And that would carry into my work. It would carry into my relationship with my wife. It would carry into other parts of my life. Well, when I didn’t have that, if all I had was work and work, wasn’t going well, I felt like a failure. Like nothing in my life is going well. And so this allowed me to have another part of my life to go well, to feed off of, I’m wondering if for you as also the didn’t I read that you were also into wilderness training as a kid or into, out into the outdoors in some kind of more than average way.

Marc: still, that is my, uh, my happy spot. I mean, that that’s, that’s What fulfills me. Yeah. At a very, very deep, personal level. And that’s been the case ever since I was you know, six or seven years old. And it’s been part of my life ever since, but, and you’re right. It it’s, it tells you and reinforces for you that life is not just work.

Life is not that the objective of life is not how much money you can accumulate or how it?

What title you can get, but that there’s something different. And for me, that was this balanced. That and I didn’t listen. I didn’t figure it out when I was six. You know, I took me, me my late twenties, probably where, you know, years of working like an animal, just all the times, weekends, evenings, but you know, not because of a slave driver of a boss, because the thing I was doing this mail order stuff was fascinating, but.

You know, I had a girlfriend who we lived with, who is now? my wife, and it kind of dawned on me maybe with a little bit of a nudging from her that this was not a very stable relationship, or certainly not a very fulfilling one for her or for me. I mean, she was getting the time that was leftover. Um, and I also was realizing.

That I wasn’t getting outside anymore. I had to cancel my subscription to outside magazine. Cause it was just too painful to see pictures of people doing all the stuff that I no longer had time for. And that, that was, that was probably one of the biggest revelation moments or over a period of time in my life where I go, what’s the point here?
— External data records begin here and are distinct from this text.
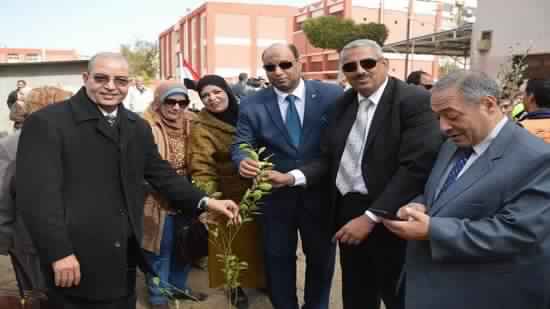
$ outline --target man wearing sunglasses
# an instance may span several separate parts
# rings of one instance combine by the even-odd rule
[[[329,106],[342,93],[340,87],[304,81],[294,45],[267,48],[262,61],[272,87],[241,101],[233,161],[246,178],[258,174],[258,162],[246,157],[239,144],[266,147],[274,171],[266,177],[275,189],[262,201],[262,223],[267,286],[276,309],[297,309],[296,247],[298,232],[306,255],[303,308],[327,309],[334,271],[334,245],[330,242],[322,185],[304,186],[297,167],[319,157],[320,131]],[[304,185],[298,185],[304,184]]]
[[[17,151],[16,205],[37,246],[52,308],[135,308],[143,262],[143,181],[189,215],[236,219],[160,158],[151,127],[121,104],[128,63],[92,57],[84,87],[31,114]]]
[[[352,89],[321,133],[321,157],[299,168],[307,185],[328,178],[333,240],[339,242],[345,309],[403,307],[405,243],[377,214],[392,216],[422,192],[442,143],[430,94],[388,76],[371,40],[348,43],[340,68]]]

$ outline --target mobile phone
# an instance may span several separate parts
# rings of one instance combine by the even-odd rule
[[[382,217],[384,219],[388,219],[388,220],[395,220],[395,221],[405,221],[401,218],[399,218],[398,216],[396,216],[395,214],[389,212],[389,211],[386,211],[386,210],[382,210],[382,209],[369,209],[370,212],[372,212],[373,214],[379,216],[379,217]]]

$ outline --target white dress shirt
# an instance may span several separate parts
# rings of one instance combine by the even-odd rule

And I, I concluded that really the point is you’ve got to construct a life that allows you in my case, to do all three of these things. Um, I can’t walk away from being an entrepreneur. I love that too much. It’s too intellectually fulfilling. I can’t walk away from spending time in the outdoors. And unfortunately, the type of things I like to do, don’t fit between your one and three o’clock meetings take four days to do, and I’d have to figure out how to make that happen.
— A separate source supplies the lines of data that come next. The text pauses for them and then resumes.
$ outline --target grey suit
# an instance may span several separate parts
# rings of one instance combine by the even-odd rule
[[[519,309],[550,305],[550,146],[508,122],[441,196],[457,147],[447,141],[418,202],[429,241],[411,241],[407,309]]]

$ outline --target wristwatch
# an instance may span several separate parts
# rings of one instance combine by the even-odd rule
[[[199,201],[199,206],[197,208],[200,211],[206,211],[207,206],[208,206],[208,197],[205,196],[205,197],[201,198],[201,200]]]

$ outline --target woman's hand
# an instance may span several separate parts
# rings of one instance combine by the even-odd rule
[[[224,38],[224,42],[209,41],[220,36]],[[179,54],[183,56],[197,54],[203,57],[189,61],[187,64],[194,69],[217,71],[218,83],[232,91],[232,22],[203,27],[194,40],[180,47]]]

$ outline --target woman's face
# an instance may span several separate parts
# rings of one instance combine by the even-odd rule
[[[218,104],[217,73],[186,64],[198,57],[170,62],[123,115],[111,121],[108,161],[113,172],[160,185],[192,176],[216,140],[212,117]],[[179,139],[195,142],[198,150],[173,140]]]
And I wanted, as I’ve said before, I wanted to be, didn’t want to be the guy who was on his sixth company and he’s on his sixth wife. I want to do. Get to know me, have my, have the stable relationship. And I said, if I’m going to get all three of those things to work, all three,

of them, which could be full-time jobs, I’m going to have to figure this out and make that a priority.

Andrew: what are the three it’s work marriage and

Marc: It’s worth it, family. I call it that because I now have three kids who I try and have the same time for. Um, and it’s the outdoors. It’s my, uh, feet. Um, you’ll know, this is a long story, but feeding the rat is What that is, is it’s

Andrew: does that mean? What’d you come up with that?

Marc: I like, especially from a guy named Mo Anton, who’s a British climber from the sixties, but he described it so well, it’s this feeling that?

It starts off as just this urge. Ah, got to get out into the woods. I gotta climb something. I need to do some and then little by little, it gets, Uh,

it gets stronger and stronger. It’s knowing that you from the inside, it’s the rat and it wants to get fed and it’s knowing more and more. And finally you go, okay.

And you leave and then you go climb some peak for three days and you come and then. The rats, satiated, and then you can come back and you have plenty of time. And then little by little, a rat wakes up and it goes home hungry. That’s feeding the rat.

Andrew: What is your adventure when you go outdoors, what’s the thing that you do as a climbing mountains? Is it something else?

Marc: Yeah, probably my favorite thing is climbing, uh, doing multi-day stuff, you know, combination of rock, snow and ice. Um, it’s just combination of physical challenge. It’s combination of this route, finding this, how am I going to make this happen? Like business, there’s no predetermined answer. Uh, and it’s spectacularly beautiful.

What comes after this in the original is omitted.